International Workshop on Learning Technology for Education in Cloud | 2015
Aljaž Zrnec; Dejan Lavbič
Plagiarism is considered as an unethical act. Over the past few years its rate has increased considerably due to a widespread access to electronic documents on the Web. Existing tools for plagiarism detection are not efficient enough and if we want to successfully prevent these kind of acts we must improve today’s plagiarism detection approaches. The paper proposes a framework for improved detection of plagiarism, where we focus on integration of information from social networks, information from the Web and semantically enriched visualization of information about authors and plagiates. Visualization enables exploring data and seeking of advanced patterns of plagiarism. We also developed a special tool to support the proposed framework. The results of evaluation confirmed our hypothesis that employment of social network analysis and advanced visualization techniques improves plagiarism detection process.

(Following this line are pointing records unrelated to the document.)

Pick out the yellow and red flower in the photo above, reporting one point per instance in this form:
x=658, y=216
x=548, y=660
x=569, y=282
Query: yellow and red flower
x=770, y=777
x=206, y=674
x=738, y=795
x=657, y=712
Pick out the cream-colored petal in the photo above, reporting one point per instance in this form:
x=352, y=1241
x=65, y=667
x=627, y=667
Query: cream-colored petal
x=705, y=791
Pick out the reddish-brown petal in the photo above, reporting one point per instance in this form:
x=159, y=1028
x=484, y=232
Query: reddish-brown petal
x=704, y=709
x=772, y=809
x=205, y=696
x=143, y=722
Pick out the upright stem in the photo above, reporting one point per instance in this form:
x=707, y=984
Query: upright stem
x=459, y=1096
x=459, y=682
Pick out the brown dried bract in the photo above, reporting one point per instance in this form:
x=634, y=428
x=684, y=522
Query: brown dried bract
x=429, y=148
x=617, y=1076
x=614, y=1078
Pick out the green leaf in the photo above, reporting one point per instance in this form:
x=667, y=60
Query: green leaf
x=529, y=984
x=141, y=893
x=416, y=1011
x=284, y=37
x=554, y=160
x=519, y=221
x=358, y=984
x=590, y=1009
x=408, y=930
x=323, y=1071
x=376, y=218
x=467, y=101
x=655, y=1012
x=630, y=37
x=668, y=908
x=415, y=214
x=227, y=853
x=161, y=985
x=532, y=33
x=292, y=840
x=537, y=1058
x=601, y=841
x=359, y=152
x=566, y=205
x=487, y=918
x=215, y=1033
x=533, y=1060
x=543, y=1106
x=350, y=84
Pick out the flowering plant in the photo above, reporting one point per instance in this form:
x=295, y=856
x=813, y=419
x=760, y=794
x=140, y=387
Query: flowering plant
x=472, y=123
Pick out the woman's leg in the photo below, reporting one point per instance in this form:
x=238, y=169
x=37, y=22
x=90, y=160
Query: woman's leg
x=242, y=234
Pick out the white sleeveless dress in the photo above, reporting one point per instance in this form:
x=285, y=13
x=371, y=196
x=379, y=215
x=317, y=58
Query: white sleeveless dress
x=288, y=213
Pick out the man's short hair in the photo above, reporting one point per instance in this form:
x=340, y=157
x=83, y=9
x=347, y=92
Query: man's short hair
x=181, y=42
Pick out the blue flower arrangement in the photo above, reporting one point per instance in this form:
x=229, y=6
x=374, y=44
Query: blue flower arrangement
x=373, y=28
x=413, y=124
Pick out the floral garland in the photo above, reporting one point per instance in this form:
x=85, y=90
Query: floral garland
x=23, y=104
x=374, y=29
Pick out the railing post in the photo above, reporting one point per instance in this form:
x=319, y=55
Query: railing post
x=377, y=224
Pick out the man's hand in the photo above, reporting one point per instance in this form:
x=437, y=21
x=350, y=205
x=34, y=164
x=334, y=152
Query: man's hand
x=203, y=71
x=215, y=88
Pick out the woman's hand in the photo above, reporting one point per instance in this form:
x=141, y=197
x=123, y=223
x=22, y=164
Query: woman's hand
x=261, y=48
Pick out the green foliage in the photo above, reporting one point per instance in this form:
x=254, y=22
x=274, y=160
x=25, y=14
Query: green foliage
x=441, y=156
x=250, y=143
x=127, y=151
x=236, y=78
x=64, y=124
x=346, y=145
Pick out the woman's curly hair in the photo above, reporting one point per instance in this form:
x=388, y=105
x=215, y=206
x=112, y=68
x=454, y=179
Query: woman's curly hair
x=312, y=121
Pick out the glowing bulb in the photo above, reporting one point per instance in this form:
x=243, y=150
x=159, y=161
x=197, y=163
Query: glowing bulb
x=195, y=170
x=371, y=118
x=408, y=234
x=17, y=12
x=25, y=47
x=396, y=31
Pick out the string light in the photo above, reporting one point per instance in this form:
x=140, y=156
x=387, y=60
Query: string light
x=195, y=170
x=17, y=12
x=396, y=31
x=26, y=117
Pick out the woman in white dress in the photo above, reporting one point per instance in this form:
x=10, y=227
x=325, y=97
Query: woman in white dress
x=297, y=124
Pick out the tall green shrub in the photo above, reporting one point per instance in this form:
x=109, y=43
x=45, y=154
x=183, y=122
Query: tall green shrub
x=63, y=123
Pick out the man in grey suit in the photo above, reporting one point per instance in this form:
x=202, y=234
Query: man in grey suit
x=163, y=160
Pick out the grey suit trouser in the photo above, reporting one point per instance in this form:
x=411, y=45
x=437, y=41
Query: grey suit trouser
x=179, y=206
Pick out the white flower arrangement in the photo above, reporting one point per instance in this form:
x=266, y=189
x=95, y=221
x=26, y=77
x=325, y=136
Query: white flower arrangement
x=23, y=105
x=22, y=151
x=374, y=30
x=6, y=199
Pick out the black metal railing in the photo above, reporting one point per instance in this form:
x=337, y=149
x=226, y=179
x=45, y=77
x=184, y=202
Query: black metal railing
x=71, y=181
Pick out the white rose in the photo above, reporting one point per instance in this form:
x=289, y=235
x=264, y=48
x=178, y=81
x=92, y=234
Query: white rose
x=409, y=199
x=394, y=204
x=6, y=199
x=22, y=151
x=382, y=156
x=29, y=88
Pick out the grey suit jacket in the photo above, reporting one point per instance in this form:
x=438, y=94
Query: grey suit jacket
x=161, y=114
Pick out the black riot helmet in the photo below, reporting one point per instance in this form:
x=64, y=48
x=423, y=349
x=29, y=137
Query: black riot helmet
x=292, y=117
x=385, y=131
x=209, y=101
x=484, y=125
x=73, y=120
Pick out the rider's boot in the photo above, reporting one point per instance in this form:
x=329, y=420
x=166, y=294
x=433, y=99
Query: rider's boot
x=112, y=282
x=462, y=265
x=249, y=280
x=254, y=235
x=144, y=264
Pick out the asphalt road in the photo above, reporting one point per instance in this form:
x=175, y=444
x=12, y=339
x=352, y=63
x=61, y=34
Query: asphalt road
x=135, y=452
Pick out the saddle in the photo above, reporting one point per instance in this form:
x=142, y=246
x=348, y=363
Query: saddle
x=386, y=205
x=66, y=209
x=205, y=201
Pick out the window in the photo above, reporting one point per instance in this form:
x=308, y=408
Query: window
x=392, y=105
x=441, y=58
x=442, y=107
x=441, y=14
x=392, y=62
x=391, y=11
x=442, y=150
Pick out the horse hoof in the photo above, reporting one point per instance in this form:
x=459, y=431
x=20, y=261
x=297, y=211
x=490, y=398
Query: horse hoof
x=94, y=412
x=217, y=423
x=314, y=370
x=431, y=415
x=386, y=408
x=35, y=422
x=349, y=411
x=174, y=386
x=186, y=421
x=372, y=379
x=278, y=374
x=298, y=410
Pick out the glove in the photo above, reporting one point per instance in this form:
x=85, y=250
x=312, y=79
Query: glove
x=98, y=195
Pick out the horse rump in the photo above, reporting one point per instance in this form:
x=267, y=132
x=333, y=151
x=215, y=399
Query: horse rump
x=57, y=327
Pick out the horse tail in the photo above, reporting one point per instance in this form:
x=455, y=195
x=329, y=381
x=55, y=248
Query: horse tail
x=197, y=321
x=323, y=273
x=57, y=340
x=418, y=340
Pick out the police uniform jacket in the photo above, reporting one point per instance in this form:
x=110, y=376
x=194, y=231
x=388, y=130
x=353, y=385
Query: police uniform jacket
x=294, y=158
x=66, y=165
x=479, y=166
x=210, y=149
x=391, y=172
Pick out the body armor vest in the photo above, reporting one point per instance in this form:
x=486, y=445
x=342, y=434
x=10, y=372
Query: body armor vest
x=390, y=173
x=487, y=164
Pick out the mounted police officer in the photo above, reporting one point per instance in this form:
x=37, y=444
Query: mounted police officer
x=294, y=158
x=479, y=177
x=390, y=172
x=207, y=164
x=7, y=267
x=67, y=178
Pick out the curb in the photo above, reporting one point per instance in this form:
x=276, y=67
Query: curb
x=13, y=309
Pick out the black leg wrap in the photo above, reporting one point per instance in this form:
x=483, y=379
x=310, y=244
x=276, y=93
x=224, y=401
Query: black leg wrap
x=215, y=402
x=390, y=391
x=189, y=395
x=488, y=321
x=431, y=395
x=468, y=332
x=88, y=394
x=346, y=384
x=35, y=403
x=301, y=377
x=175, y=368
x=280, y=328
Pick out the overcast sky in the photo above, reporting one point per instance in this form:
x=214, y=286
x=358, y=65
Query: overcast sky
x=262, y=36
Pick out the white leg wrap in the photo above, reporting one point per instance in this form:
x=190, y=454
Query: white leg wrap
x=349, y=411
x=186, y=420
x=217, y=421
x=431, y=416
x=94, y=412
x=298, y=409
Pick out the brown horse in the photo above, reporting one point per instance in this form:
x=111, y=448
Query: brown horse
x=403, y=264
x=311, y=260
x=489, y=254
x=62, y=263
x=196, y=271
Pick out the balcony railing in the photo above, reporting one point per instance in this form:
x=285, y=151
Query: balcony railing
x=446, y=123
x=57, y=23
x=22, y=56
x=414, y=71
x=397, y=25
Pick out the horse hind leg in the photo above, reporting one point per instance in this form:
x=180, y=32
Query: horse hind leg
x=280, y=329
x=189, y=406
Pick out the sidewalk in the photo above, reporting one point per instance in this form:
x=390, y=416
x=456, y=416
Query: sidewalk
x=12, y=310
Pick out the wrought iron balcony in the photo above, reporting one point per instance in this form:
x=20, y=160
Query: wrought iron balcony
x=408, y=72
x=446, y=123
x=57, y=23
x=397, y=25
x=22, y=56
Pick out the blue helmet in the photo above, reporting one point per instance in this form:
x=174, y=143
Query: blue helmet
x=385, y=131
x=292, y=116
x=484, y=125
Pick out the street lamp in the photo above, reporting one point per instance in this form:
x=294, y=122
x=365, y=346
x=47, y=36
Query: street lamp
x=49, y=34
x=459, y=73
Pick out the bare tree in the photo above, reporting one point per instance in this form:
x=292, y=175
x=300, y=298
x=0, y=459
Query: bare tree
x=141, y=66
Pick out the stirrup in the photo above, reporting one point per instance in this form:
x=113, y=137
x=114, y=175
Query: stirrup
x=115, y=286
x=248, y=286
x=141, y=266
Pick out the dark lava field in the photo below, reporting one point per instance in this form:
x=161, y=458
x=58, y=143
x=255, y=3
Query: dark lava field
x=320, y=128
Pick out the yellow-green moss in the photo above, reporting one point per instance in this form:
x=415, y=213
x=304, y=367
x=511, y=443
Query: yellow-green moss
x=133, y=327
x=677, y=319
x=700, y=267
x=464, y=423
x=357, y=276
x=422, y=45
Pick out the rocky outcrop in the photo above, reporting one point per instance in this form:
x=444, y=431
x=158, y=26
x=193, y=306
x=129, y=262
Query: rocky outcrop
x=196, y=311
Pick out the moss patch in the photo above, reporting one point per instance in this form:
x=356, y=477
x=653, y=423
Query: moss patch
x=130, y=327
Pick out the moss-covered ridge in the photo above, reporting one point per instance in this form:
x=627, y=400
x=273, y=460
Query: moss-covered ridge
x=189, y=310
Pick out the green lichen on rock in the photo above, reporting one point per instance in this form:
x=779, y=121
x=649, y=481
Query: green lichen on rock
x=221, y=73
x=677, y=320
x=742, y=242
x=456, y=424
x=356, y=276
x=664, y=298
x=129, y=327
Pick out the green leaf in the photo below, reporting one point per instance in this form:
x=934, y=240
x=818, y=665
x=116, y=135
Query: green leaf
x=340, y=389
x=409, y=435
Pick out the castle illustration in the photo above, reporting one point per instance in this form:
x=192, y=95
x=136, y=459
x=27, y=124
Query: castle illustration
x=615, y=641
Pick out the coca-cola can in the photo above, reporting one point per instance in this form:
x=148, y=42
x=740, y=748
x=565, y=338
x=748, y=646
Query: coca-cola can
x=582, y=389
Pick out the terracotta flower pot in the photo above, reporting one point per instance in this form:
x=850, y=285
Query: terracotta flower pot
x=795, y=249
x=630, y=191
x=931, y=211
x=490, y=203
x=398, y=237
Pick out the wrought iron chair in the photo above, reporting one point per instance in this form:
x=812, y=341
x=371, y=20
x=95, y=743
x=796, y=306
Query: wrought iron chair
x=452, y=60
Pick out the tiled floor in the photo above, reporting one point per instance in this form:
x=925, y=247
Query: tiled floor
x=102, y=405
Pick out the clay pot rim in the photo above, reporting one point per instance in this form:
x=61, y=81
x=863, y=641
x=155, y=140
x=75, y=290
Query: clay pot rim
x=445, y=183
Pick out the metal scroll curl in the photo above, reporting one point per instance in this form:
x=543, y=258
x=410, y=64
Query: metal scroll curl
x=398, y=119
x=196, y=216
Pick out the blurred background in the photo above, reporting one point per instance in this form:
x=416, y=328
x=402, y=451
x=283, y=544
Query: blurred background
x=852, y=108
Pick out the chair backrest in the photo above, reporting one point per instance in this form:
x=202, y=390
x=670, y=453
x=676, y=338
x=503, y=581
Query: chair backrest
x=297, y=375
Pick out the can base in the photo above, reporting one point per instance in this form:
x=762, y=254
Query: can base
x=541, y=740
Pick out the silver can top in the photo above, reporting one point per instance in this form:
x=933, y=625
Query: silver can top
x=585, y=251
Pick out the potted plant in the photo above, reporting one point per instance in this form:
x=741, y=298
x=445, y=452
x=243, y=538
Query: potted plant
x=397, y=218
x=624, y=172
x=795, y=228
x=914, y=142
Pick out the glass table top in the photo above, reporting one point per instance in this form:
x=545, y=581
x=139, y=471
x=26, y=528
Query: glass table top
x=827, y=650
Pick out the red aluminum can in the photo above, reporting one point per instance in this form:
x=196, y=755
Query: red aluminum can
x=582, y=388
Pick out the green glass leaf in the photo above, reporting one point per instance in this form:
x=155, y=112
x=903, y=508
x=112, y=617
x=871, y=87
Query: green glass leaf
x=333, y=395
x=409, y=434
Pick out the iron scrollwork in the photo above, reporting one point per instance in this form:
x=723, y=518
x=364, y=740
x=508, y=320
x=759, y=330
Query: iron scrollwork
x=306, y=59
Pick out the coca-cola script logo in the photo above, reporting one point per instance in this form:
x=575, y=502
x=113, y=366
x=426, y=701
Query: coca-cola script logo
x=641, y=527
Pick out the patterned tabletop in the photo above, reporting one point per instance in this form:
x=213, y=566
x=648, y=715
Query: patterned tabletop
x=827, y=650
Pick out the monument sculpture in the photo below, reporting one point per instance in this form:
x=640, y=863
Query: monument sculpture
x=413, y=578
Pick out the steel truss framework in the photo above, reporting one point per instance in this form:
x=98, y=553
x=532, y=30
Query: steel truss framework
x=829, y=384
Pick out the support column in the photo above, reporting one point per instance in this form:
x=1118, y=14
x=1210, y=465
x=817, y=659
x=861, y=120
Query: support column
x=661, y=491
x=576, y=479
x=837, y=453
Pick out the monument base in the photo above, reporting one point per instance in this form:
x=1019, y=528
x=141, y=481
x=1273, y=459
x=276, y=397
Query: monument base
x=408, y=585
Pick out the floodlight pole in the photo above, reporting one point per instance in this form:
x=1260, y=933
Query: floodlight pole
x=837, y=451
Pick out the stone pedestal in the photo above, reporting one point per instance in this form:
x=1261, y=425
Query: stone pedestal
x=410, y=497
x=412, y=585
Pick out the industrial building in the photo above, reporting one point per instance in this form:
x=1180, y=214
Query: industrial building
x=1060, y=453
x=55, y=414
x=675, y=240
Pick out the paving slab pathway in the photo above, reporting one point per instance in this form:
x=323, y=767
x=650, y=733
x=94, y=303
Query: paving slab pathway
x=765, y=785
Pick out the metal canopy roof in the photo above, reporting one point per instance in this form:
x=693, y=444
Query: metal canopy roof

international conference on software engineering and computer systems | 2011
Dejan Lavbič; Marko Bajec
In this paper we employ Rapid Ontology Development approach (ROD) with constant evaluation of steps in the process of ontology construction for development of Financial Instruments and Trading Strategies (FITS) ontology. We show that ontology development process does not conclude with successful definition of schematic part of ontology but we continue with post development activities where additional axiomatic information and instances with dynamic imports from various sources are defined. The result is executable ontology as part of Semantic Web application that uses data from several semi structured sources. The overall process of construction is suitable for users without extensive technical and programming skills and those users are rather experts in the problem domain.